How easily our miseries can blind our eyes to our blessings.

Do we not hear echos of our Husband here, hurt that we do not find His love sufficient? How we weep and discount His love because of some imagined fulfillment of a right, but now overblown desire, that captivates us and seems to all but extinguish our delight in being God’s preferred. How we cravenly envy the worldly blessings He bestows upon the lost – and virtually tell Him His love is meaningless if we cannot have what others have. Father, forgive me.

And in the natural, how many wives or husbands have destroyed their marriages because they lose sight of the great love at home, while longing for something outside or not provided. This is an emotional minefield.

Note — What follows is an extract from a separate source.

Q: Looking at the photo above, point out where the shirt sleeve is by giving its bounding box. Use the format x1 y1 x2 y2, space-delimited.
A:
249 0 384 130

Like Adam and Eve in Eden, they were free to indulge themselves without restraint except for the one tree. But it was the one tree they could not have that eclipsed all they did have. No wonder the old hymn writer reminded us to “count your blessing, name them one by one.” When we willingly ignore or undervalue the blessings God has given, our hearts will easily grow sick and bitter over what – in His love and wisdom – He has withheld.

Does that mean that if we regulate our hearts and minds properly that suddenly, as in Hannah’s case we’ll finally get what we want? Not necessarily. If, as in Hannah’s case it is what is best both for her and His kingdom, it might indeed work out that way. But much more important is the exercise of taking our desire to Him, and trusting both His love and wisdom regarding when and how He deems it best to answer. Not every good and legitimate desire is necessarily the best.

But note how it was she found her real relief in finally pouring out her heart to the Lord, and leaving it here. (v. 18) And how that appears to have restored a right intimacy with her husband. The child was not a reward for getting it right. Don’t misconstrue the passage. But how good God is that in her finding the better place, He added to it in giving her a son. Some of the older Jewish commentators say the text implies it was about a year later she conceived and delivered.

But even in this case, how many years did her husband suffer (recall vs. 8) because his wife, tho dearly loved and cherished, made less of her blessing than was fit? How his love was devalued in the meantime. What joy she robbed herself and her husband of in the intervening years.

Father, keep me from just such thinking. And teach me to pour my heart out fully, and rise from there, content, in you. And whether it is a year, or not until Christ returns, I know all my satisfaction is fully met in Him.